O sole mio

L'habit ne fait pas le moine, il y a des chauffeurs de bus poètes. Des cordonniers chanteurs. J'en ai rencontré un hier matin.

Je dépose il y quelques jours une paire de chaussures à réparer, dans une des rares officines encore ouvertes à une époque où l'on jette ses souliers usagés. Lorsque je les récupère, dûment réparées, moyennant la somme dérisoire de dix euros, je ne peux m'empêcher de demander à l'homme de l'art s'il est italien - question sans grand danger, vu son accent et son nom, Randolfi. Le voilà qui me répond :
- A si ! Parla l'italiano no ?
- Un po', ma non troppo bene.
- Ma si deve parlare, i Francesi no parlanno lingue perche hanno sempre paura si sbargliarsi, les Français veulent toujours tout corriger, che peccato ! Et nous voilà partis dans une conversation dans les deux langues, où Giuseppe le Calabrais - come ti chiami, je te tutoie, tu me dis tu aussi, mi piace cosi - me localise sa région d'origine en se saisissant d'une botte posée sur le comptoir, cela ne s'invente pas, et me parle de ce qui fait le charme des Italiens, outre la beauté de la langue et du pays, et la qualité de sa gastronomie : la culture, qui imprègne même les classes les plus populaires, et dont il est la parfaite incarnation, lui qui n'a me confie-t-il que son certificat d'études mais se révèle féru de chansons, qu'elles soient françaises ou italiennes. Il me fredonne La mer de Trenet, puis entonne des airs qu'il aime, Reggiani et La femme qui est dans mon lit, puis Vecchio frack de Domenico Modugno dont il mime les paroles afin d'être sûr que je les comprenne bien ; il chante ce samedi matin dans sa boutique dont je suis la seule cliente, parmi les chaussures et les sacs à main, me dit que O sole mio n'est pas écrite en italien mais en napolitain, puis il me parle de la Sicile, de Leonoardo Sciascia dont j'ai un vague souvenir d'un extrait de Gli occhiali d'oro étudié au lycée, et nous encensons tous les deux Andrea Camilleri disparu récemment.
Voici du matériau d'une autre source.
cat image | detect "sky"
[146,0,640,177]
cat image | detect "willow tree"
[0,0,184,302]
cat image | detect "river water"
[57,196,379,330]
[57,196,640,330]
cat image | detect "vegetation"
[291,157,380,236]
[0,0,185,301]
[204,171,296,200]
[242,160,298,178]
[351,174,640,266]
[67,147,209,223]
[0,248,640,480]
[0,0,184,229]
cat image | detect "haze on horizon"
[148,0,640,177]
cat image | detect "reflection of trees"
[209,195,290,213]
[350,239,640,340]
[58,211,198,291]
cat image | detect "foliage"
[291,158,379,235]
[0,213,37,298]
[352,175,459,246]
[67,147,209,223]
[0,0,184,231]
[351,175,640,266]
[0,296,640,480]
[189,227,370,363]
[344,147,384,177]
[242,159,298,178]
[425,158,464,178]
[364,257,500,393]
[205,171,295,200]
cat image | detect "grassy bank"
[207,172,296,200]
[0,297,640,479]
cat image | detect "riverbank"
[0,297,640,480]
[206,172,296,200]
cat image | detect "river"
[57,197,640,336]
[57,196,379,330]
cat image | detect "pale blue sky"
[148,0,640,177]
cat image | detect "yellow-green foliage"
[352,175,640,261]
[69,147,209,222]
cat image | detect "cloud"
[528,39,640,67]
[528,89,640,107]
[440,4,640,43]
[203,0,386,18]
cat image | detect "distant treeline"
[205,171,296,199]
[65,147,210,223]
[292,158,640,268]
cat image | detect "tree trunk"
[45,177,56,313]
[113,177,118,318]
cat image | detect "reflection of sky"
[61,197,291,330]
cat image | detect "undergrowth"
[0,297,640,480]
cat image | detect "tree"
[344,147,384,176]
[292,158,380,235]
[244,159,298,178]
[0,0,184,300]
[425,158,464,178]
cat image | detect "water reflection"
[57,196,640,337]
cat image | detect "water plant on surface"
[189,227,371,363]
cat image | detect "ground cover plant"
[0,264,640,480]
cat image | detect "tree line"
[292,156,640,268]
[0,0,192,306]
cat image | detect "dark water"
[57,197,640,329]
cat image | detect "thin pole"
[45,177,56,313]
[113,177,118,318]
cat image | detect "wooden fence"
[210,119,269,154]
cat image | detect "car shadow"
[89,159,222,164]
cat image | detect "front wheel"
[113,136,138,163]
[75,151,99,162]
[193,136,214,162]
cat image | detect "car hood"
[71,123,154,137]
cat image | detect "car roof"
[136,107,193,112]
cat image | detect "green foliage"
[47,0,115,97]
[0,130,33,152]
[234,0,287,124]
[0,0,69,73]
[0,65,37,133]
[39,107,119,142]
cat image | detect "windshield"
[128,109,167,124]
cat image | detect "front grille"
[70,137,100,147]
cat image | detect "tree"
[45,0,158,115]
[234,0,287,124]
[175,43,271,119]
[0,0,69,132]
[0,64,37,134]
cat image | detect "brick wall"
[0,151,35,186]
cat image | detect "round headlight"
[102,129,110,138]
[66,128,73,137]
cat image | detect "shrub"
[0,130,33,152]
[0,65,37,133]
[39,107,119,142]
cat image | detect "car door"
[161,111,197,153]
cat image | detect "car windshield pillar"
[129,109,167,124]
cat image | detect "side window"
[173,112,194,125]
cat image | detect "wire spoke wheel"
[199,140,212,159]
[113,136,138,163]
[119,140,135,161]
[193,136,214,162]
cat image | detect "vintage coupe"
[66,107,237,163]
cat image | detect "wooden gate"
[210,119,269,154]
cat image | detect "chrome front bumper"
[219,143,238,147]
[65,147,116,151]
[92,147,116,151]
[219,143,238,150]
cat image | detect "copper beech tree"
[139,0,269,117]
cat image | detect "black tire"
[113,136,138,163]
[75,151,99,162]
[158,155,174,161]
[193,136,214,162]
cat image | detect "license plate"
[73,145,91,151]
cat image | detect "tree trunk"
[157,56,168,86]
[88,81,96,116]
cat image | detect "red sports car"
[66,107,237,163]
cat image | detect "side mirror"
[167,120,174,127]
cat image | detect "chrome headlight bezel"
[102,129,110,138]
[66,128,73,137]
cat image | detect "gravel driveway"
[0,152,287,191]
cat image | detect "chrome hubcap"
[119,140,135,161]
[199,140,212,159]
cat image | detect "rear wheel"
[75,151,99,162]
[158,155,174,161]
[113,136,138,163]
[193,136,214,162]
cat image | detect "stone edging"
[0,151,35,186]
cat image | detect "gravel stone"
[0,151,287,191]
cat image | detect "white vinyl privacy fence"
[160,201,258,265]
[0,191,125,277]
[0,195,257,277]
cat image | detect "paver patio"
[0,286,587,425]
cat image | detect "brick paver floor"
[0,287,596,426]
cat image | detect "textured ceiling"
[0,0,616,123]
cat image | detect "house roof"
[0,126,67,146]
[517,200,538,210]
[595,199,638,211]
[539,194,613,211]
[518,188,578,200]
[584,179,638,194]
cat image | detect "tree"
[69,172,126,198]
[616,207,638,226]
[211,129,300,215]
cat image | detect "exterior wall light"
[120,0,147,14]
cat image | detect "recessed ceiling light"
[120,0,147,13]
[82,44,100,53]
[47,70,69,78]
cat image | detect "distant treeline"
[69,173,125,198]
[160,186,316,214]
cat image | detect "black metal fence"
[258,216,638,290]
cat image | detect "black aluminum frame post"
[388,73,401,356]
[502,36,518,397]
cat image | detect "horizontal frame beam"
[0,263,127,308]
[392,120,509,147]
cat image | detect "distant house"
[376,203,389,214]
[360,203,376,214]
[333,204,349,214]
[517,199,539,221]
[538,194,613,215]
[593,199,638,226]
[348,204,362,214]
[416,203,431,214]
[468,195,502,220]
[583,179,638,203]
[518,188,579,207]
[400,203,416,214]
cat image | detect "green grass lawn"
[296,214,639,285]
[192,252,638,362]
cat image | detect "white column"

Je resterais bien plus longtemps, je n'ose pas, je peine à prendre congé de cet homme intarissable, d'une sympathie et d'un enthousiasme communicatifs et finis par lui souhaiter de bonnes vacances puisqu'il prend la route le soir même pour un trajet de dix-sept heures  environ jusqu'à la Calabre. Il m'accompagne jusqu'au trottoir, Ciao cara me répète-t-il en me faisant promettre de revenir le voir, je repars à vélo en fredonnant "Osolemio, sta 'nfronte a te", et c'est un peu de cette Italie si faconde et si chaleureuse qui m'accompagne pour le restant de la journée.